No one really knows who she is. Least of all herself. She keeps on disappearing inside her head ever so often, living in her own little world even though it seems to be getting smaller every day. Especially now, that everything has changed and she spends way too much time pretending not to think about that change.
She is a little different, at least that’s how she likes to think of herself. By saying you are “a little different” you can excuse a lot of things, and explain how other people can simply do what she never manages to. She always feels like she is walking through some kind of fog which makes it hard to get in contact with her surroundings. So she just disappears inside her head and passes the time with all those glorious adventures her mind comes up with.
So to keep us from falling apart…
She isn’t really lonely, just alone a lot of the time. It’s not like she doesn’t have any friends – actually her friends are the very best in the whole world.

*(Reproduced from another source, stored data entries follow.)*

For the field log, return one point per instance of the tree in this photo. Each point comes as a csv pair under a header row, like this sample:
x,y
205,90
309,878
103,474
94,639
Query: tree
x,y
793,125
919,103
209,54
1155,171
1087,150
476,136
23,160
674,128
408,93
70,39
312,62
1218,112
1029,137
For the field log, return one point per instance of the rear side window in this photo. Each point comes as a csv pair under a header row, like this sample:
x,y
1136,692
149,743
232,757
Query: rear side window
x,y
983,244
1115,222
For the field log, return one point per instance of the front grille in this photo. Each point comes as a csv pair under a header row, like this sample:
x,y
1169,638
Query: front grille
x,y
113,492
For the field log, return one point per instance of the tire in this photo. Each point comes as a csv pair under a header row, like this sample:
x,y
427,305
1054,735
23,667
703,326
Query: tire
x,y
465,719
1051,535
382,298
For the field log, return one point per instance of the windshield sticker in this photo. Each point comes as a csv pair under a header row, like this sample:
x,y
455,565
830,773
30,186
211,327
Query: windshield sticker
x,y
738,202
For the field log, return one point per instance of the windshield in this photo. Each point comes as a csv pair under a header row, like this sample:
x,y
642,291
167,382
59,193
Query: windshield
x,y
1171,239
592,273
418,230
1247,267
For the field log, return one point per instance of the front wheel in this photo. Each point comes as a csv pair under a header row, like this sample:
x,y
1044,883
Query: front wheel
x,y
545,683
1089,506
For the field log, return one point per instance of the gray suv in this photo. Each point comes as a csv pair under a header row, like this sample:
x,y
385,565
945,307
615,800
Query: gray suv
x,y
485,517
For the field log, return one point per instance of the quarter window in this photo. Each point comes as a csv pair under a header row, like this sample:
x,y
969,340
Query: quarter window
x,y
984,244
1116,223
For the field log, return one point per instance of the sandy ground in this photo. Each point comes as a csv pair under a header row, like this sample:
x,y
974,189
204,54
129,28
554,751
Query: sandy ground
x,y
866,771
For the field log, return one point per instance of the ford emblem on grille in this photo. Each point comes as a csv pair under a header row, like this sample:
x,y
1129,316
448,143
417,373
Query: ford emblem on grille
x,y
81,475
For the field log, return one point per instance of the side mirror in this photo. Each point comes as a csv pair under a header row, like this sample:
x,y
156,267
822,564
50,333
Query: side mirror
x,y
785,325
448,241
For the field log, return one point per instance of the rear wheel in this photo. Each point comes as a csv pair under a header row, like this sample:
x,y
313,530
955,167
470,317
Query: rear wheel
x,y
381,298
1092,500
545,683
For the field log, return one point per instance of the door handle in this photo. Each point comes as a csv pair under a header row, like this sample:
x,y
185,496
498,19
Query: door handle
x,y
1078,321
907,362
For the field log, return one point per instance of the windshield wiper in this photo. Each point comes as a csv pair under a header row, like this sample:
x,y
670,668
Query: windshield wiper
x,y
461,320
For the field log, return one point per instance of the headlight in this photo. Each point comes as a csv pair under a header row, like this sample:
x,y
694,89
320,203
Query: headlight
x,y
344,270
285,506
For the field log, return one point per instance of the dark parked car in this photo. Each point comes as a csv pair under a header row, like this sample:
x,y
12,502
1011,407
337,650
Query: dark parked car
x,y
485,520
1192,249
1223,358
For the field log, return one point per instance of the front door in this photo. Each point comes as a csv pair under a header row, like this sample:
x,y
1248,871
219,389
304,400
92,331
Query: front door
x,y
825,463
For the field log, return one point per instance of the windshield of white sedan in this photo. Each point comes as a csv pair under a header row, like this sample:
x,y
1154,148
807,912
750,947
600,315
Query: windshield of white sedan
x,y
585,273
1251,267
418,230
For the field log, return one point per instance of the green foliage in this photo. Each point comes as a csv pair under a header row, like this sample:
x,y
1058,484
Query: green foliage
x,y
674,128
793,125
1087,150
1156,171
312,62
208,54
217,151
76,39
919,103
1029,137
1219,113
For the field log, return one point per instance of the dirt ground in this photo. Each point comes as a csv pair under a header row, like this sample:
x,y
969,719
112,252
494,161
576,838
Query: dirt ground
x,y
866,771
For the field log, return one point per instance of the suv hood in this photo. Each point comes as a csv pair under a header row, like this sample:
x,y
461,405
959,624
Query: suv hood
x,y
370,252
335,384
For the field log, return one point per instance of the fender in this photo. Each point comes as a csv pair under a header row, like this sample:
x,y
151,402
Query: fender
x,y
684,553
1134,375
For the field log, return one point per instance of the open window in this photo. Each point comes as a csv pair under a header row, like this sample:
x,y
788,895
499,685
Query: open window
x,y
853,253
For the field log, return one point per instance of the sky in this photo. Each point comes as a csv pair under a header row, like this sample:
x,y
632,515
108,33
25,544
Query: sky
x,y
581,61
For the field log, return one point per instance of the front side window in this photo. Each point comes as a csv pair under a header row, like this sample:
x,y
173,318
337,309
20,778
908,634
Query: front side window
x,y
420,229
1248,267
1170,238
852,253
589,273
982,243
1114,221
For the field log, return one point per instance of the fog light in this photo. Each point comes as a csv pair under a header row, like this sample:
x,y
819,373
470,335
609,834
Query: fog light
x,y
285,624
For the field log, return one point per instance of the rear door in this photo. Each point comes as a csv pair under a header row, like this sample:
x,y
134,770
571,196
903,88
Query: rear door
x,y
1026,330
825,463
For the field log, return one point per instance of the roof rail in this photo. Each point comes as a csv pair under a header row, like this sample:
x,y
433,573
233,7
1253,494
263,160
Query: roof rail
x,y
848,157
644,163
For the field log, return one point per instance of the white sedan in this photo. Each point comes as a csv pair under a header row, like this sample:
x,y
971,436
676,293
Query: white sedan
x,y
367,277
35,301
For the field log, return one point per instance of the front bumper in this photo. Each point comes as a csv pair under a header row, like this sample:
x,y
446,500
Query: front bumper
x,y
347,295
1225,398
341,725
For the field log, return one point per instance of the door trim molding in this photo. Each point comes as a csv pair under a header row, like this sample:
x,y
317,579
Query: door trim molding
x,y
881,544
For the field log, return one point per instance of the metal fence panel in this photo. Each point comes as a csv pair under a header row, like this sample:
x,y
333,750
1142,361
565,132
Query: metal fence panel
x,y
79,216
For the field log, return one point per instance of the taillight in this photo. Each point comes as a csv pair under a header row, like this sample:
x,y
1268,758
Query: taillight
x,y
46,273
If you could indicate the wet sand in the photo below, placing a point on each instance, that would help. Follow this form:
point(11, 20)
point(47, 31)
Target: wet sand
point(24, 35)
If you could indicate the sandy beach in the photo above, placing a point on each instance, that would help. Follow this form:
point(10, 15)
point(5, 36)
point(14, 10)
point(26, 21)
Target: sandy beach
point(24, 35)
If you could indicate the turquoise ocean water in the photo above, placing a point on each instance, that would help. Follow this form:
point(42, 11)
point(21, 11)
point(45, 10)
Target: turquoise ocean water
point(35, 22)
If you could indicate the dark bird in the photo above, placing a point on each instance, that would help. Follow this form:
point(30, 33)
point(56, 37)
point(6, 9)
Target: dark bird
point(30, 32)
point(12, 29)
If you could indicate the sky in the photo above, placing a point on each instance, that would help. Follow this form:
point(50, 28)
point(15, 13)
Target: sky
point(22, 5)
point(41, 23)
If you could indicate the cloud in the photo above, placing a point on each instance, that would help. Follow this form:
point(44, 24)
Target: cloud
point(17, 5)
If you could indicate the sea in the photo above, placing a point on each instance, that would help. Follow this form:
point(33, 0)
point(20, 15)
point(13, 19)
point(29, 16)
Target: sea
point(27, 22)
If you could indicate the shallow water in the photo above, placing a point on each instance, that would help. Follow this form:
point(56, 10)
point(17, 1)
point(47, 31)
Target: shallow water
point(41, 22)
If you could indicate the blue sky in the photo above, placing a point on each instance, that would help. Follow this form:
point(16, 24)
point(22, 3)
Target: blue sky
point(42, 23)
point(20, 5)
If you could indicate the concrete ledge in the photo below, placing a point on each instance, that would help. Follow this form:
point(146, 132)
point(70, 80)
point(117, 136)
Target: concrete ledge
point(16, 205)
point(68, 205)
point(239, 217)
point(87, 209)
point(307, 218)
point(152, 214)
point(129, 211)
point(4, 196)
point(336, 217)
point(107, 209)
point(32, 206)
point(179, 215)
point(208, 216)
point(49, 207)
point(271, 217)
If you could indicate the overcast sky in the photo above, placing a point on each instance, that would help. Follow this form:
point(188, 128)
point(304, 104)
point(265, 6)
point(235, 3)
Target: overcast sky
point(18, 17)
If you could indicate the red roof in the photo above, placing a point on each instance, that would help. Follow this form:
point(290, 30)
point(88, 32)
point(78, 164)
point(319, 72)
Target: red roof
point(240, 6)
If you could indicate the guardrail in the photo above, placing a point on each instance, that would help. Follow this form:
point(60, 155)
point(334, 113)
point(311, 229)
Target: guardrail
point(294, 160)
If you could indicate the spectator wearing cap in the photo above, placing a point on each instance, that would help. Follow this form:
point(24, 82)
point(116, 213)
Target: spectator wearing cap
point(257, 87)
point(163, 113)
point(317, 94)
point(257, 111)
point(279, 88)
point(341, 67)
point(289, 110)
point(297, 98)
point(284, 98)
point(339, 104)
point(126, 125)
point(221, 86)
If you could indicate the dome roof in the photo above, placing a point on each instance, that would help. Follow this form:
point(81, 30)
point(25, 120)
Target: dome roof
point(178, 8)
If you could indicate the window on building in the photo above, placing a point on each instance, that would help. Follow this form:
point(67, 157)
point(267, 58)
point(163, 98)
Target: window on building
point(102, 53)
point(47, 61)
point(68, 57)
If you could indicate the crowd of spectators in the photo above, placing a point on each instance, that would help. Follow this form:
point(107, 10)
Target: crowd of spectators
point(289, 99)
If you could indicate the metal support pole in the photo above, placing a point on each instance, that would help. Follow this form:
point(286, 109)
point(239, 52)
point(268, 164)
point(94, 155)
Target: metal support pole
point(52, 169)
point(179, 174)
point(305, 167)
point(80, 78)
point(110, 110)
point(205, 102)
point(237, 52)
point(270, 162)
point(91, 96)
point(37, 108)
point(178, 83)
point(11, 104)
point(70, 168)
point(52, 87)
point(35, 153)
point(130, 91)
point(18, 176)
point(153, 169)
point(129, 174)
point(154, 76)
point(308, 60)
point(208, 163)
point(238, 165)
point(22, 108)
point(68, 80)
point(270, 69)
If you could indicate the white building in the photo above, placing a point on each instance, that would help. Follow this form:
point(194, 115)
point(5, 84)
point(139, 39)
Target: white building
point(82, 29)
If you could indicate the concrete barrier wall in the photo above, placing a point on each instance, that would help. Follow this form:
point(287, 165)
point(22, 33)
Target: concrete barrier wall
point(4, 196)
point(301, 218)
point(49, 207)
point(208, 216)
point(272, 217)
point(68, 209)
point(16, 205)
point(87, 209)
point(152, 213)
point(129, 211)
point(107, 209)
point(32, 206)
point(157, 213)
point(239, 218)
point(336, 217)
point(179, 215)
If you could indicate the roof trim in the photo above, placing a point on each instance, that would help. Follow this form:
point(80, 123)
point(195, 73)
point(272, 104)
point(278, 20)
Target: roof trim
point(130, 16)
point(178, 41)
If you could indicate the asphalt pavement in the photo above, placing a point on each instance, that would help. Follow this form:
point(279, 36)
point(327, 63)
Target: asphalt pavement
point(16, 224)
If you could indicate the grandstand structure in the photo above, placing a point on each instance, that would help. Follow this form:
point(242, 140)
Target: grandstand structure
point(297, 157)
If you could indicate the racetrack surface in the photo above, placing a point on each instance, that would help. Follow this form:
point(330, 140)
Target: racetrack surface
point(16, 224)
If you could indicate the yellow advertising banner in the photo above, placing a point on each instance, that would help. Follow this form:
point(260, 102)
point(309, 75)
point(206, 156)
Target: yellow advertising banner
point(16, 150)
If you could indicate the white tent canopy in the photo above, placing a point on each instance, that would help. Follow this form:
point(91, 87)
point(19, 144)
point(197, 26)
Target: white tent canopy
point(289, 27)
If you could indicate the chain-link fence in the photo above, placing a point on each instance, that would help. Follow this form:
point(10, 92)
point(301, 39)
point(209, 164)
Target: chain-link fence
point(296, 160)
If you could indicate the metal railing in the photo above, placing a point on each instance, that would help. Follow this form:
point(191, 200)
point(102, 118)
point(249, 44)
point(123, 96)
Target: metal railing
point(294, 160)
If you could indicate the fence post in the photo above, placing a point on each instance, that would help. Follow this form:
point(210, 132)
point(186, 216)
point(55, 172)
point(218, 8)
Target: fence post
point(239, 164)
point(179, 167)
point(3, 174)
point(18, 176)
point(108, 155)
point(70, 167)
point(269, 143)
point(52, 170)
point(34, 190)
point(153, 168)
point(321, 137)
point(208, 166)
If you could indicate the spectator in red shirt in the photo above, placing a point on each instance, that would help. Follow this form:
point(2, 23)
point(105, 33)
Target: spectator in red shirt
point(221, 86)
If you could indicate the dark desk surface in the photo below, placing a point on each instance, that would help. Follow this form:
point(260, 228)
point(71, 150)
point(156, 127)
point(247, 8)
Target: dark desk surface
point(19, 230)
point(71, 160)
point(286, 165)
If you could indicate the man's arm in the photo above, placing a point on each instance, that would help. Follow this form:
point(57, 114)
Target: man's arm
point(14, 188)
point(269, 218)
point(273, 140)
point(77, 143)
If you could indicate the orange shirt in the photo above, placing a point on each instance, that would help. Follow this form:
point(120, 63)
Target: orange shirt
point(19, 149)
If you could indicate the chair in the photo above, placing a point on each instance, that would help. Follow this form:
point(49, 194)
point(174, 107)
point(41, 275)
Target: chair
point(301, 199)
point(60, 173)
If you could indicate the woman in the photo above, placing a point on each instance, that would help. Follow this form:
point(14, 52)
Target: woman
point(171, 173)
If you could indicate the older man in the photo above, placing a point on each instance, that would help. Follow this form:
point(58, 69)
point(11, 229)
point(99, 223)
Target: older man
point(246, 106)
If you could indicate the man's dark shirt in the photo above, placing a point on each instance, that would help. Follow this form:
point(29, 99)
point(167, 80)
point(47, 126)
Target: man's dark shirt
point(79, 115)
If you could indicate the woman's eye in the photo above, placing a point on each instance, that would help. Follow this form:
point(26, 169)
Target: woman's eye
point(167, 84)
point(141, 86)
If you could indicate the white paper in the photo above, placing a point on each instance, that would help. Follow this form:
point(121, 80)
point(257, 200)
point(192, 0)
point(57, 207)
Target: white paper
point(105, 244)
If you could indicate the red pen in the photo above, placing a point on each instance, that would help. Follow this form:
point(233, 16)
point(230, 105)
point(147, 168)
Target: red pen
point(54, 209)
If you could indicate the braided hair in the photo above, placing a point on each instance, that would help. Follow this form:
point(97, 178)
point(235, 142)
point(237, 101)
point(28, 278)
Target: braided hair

They just live a little too far away from her. From this strange town she has lived in for over two years now without really knowing anyone. It doesn’t help that it’s not easy for her to make friends – maybe because she is a little different. But maybe also because she only rarely leaves the house in her spare time.
…we’ll write songs in the dark…
She lives in her own little world – most of it is taking place inside her head or on a piece of paper in front of her. All she ever does is work to earn some money or empty her soul with a pencil on a piece of paper. Of course no one gets to see those drawings. They would give away too many of her secrets and people would demand explanations she isn’t yet ready to give. Maybe she never will be. She rather draws up things for herself and sometimes anonymously releases something on a blog.
…and to keep us from fading away…
She isn’t unhappy, but perhaps a little empty inside. She feels like there isn’t much more going to happen in this world for her. Like she is living inside an invisible crystal ball, watching the real life happening on the other side. The real life all her colleagues have. All her friends live – with real partners, real children and a real everyday life. Not those silly figments she keeps drawing on her sketch-pad at home. It just feels a little like everyone else has figured out what life is all about and keeps moving forward while she’s just standing still frozen in time. Silently watching them move even further ahead.
…we’ll write for a better day
She was fine a few weeks ago. Totally cool with being the one on the outside looking in. Until something changed and now all she wants is to go back to all those quiet silly little daydreams. Go back to being blissfully unaware of her misery. But that’s not how change works – for better or worse her life has changed. Not moving has become so much more painful then crawling forward. Because she can’t escape that little devil inside her head whispering: Go…move…smile…live a little. So she slowly moves towards the cliff, hoping that there will be someone to catch her after she jumped.